L’Italie vient de franchir un cap historique dans la protection des animaux de compagnie. Pour la première fois au monde, un pays reconnaît officiellement le droit des salariés à prendre des congés payés pour s’occuper de leur animal malade ou blessé. Une mesure qui consacre un lien affectif désormais reconnu comme aussi légitime que les raisons familiales classiques.
Tout commence en 2017, à Rome. Une employée de l’université La Sapienza s’absente deux jours pour accompagner son chien souffrant d’une paralysie laryngée, en attente d’une opération chirurgicale. Son employeur refuse de comptabiliser ces jours comme congés payés.
Soutenue par la LAV (Lega Anti Vivisezione), une puissante association italienne de protection animale, elle porte l’affaire devant la justice. L’argument est redoutable.
Le Code pénal italien punit d’un an d’emprisonnement et de 10 000 euros d’amende toute personne qui abandonne un animal ou le laisse dans de graves souffrances. Refuser de soigner son chien n’est donc pas une option légale — mais le faire impliquait de perdre son salaire.
Un tribunal tranche en faveur de la propriétaire
Le juge reconnaît la légitimité de l’absence. Les deux jours manquants sont requalifiés en congés pour « motif personnel grave ou familial » — une catégorie jusqu’alors réservée aux proches humains. C’est une première mondiale.
La décision établit un précédent clair : dans le secteur public en particulier, un salarié peut se prévaloir de l’obligation légale de non-abandon pour justifier son absence auprès de son employeur.
L’assurance santé pour chien et chat, en plein essor en France comme en Europe, illustre combien les propriétaires d’animaux sont prêts à investir pour leur bien-être.
60 millions d’animaux pour 60 millions d’habitants
La décision n’est pas tombée de nulle part. L’Italie compte environ 60 millions d’animaux de compagnie pour 60 millions d’habitants — soit pratiquement un animal par personne.

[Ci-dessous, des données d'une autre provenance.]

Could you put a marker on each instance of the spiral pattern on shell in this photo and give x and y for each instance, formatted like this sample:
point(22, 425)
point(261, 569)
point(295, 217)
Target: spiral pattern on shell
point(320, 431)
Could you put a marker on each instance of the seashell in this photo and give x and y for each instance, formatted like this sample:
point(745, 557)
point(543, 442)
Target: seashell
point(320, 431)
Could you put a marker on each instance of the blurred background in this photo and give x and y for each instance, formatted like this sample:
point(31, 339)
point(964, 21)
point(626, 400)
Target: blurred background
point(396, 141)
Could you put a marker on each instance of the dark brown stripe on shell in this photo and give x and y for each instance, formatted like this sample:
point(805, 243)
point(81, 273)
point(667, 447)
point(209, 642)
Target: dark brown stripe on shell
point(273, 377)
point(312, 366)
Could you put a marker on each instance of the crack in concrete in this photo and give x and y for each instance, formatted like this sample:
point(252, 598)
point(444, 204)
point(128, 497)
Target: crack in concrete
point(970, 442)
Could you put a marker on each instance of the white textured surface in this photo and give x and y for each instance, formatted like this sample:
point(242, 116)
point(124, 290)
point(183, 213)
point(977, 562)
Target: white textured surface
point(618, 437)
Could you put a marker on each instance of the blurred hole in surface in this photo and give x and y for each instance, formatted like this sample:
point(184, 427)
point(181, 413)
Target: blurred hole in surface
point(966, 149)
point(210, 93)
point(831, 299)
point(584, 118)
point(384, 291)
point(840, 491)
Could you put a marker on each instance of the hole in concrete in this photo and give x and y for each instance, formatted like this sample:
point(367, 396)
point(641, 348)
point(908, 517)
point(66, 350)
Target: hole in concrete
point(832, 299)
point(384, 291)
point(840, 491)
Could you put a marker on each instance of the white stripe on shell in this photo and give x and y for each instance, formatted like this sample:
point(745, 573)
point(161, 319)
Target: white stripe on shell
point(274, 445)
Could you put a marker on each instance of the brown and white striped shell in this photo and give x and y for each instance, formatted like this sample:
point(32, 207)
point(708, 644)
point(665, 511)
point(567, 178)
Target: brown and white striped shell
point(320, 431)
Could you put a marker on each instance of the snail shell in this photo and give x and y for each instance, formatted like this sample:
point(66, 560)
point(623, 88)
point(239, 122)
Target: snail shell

Chiens, chats, lapins, oiseaux : le lien entre les Italiens et leurs compagnons à quatre pattes est d’une intensité rare en Europe. Cette réalité sociale a trouvé un écho dans l’arène judiciaire.
La jurisprudence reconnaît désormais que l’animal de compagnie peut constituer un « proche » au sens du droit du travail, au même titre qu’un enfant ou un parent.
La loi Brambilla 2025 renforce l’édifice
En juin 2025, l’Italie a franchi un nouveau palier avec la loi Brambilla (loi n° 82), entrée en vigueur le 1er juillet 2025. Ce texte a profondément réformé le droit pénal en matière de protection animale.
Tuer un animal est désormais puni de six mois à trois ans de prison et d’une amende pouvant atteindre 30 000 euros. Les actes de maltraitance peuvent valoir jusqu’à deux ans d’emprisonnement.
Cette législation, parmi les plus sévères d’Europe, renforce la cohérence d’un système où le congé pour soins vétérinaires trouve naturellement sa place.
Et en France, on en est où ?
En France, aucune loi n’accorde ce type de congé. Un salarié qui s’absente pour accompagner son animal chez le vétérinaire risque une absence injustifiée — voire une sanction disciplinaire.
Il peut négocier des RTT ou des jours de récupération, mais aucun cadre légal protecteur n’existe.
La question commence néanmoins à émerger dans certaines entreprises soucieuses de leur attractivité, notamment dans les secteurs tech et startup. Quelques employeurs proposent ce type d’avantage à titre volontaire, sans y être contraints.
La place croissante des animaux dans l’espace public montre à quel point la relation humain-animal bouscule désormais des cadres juridiques pensés il y a des décennies.
Un signal fort pour l’Europe
La décision italienne devrait alimenter le débat dans d’autres pays européens. En Espagne, en Allemagne ou aux Pays-Bas, les droits des propriétaires d’animaux font l’objet d’une attention croissante des législateurs.
L’animal de compagnie n’est plus simplement perçu comme un bien meuble. Il est reconnu comme un être sensible, dont les besoins génèrent des responsabilités légales pour son propriétaire — et potentiellement des droits nouveaux pour les salariés.
En attendant une harmonisation européenne, c’est l’Italie qui montre la voie. Là-bas, laisser souffrir son animal est déjà un délit. Ne pas pouvoir s’en occuper sans perdre sa paie serait une contradiction difficilement défendable.